95% = mean ± 1.96 SEm

SEm = SD/√n

## To determine the 95% confidence interval for the mean amount of time Americans age 15 or older spend eating/drinking each day, we can use the formula:

Confidence Interval = Mean ± (Z * (Standard Deviation / √(Sample Size)))

Where:

- Mean is the sample mean amount of time spent eating or drinking per day (1.62 hours).

- Z is the Z-score corresponding to the desired level of confidence (in this case, 95% confidence, so Z = 1.96).

- Standard Deviation is the population standard deviation (0.51 hours).

- Sample Size is the number of people in the sample (1065).

Plugging in the values:

Confidence Interval = 1.62 ± (1.96 * (0.51 / √1065))

Calculating the square root of the sample size:

√1065 ≈ 32.6

Confidence Interval = 1.62 ± (1.96 * (0.51 / 32.6))

Calculating the value inside the parentheses:

(0.51 / 32.6) ≈ 0.0157

Confidence Interval = 1.62 ± (1.96 * 0.0157)

Calculating the multiplication:

(1.96 * 0.0157) ≈ 0.0308

Confidence Interval = 1.62 ± 0.0308

Calculating the lower and upper limits of the confidence interval:

Lower Limit = 1.62 - 0.0308 ≈ 1.5892

Upper Limit = 1.62 + 0.0308 ≈ 1.6508

Therefore, the nutritionist is 95% confident that the mean amount of time spent eating or drinking per day for Americans age 15 or older is between 1.5892 and 1.6508 hours.

## To determine the 95% confidence interval for the mean amount of time Americans age 15 or older spend eating or drinking each day, we can use the formula:

Confidence Interval = mean ± (critical value * standard deviation / sqrt(sample size))
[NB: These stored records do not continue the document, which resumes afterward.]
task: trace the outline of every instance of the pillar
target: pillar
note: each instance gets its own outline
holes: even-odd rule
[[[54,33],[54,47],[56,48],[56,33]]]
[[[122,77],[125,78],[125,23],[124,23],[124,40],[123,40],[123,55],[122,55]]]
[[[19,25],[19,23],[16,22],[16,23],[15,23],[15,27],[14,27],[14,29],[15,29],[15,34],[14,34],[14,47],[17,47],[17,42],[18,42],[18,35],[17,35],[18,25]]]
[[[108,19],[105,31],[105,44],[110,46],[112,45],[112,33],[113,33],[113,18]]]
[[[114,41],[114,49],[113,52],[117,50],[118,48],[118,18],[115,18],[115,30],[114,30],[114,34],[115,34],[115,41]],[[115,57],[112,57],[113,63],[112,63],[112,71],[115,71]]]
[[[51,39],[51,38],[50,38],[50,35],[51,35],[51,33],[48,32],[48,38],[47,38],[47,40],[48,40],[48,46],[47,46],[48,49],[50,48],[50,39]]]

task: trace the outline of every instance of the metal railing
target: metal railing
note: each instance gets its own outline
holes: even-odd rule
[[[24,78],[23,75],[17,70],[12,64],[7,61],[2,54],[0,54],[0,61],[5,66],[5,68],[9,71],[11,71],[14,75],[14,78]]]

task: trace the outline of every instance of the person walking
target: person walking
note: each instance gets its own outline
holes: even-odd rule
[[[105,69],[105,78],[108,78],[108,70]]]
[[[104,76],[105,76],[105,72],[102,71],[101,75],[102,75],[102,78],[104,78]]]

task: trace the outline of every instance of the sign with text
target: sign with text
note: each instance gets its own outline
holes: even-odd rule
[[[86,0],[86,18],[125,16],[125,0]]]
Step 1: Find the critical value.

Since the sample size is relatively large (n ≥ 30), we can use the Z-table to find the critical value for a 95% confidence level. The critical value for a 95% confidence level is approximately 1.96.

Step 2: Calculate the confidence interval.

Mean = 1.62 hours

Standard Deviation = 0.51 hour

Sample Size = 1065

Confidence Interval = 1.62 ± (1.96 * 0.51 / sqrt(1065))

Calculating this expression will give us the lower and upper bounds of the confidence interval.

Confidence Interval = 1.62 ± (1.96 * 0.51 / sqrt(1065))

Confidence Interval = 1.62 ± (1.96 * 0.0156)

Lower Bound = 1.62 - (1.96 * 0.0156)

Upper Bound = 1.62 + (1.96 * 0.0156)

Lower Bound ≈ 1.59 hours

Upper Bound ≈ 1.65 hours

Therefore, the 95% confidence interval for the mean amount of time Americans age 15 or older spend eating/drinking each day is approximately 1.59 to 1.65 hours.

(A) The nutritionist is 95% confident that the mean amount of time spent eating or drinking per day for any individual is between 1.59 and 1.65 hours.